Hukka (not verified)says...

"We also struggle with waiting for others to figure things out. It wastes so much time. We want to take care of the issue and move on."

I think herein lies the issue, or atleast part of it. The problem I personally have with people approaching me in this manner is that its not their decision to make. Nobody has the right to swoop into my life and start tinkering about, no matter how much sense it makes to them. To be clear, I'm not reffering to you, obviously, because I don't know you and have no way of knowing how you operate in reality. But having had encounters such as this I would like to lay stress on the fact that no matter how logical something seems to the INTJ, sometimes they just DON'T know better whats good for the other person. And people also have perfectly valid reasons for rejecting the advice given to them which have nothing to do with being intimidated or unable to face honesty.

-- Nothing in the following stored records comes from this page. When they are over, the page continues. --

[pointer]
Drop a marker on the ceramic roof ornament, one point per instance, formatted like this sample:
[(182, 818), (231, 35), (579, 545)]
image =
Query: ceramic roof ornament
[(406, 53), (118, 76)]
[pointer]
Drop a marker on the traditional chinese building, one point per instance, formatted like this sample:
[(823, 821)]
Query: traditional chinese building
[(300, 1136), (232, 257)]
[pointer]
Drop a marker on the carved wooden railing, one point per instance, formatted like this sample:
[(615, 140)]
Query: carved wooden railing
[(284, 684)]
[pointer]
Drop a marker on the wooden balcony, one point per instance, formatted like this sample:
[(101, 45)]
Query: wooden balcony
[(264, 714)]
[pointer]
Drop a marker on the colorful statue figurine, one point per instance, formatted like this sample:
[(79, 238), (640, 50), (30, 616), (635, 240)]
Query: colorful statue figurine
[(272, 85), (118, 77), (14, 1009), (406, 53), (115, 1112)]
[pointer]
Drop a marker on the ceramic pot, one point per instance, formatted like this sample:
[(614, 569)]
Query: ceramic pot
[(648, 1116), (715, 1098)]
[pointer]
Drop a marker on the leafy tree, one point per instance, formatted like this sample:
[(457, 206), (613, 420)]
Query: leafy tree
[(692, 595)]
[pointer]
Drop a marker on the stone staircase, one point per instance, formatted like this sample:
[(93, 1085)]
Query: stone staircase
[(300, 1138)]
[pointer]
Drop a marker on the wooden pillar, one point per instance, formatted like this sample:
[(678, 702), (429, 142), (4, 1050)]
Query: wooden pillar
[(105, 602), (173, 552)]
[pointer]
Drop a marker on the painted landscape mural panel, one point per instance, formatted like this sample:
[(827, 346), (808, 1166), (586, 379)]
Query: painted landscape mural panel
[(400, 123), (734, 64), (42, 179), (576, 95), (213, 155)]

I might be talking from a slightly different angle, though. I'm perhaps thinking more of the situations where unwanted advice/attempts to control are doled out without the receiver venting or seeking any kind of emotional comfort. I would also like to say that this is not meant as a personal attack to Debbie, or as a disagreement on the motives of INTJs giving unsolicited advice. I'm only trying to illuminate the other side of this. I'll be the first to admit that this is a somewhat sore spot, because I have dealt with this mentality in my life a few times too often. (I've no idea what personality type I am BTW, and am not that interested in which slot I fit into.) To be sure, I think its arrogant to assume that somebody only gives unsolicited advice because they are insecure, but I will say that its equally arrogant to assume that people are not following your advice/letting you solve their problems simply because they are intimidated by you/ less smart than you/ insecure. And that is deffinitely how people have viewed my rejecting their unsolicited problem solving attempts. Maybe its a different matter if somebody is constantly venting their problems but then get offended for being offered advice?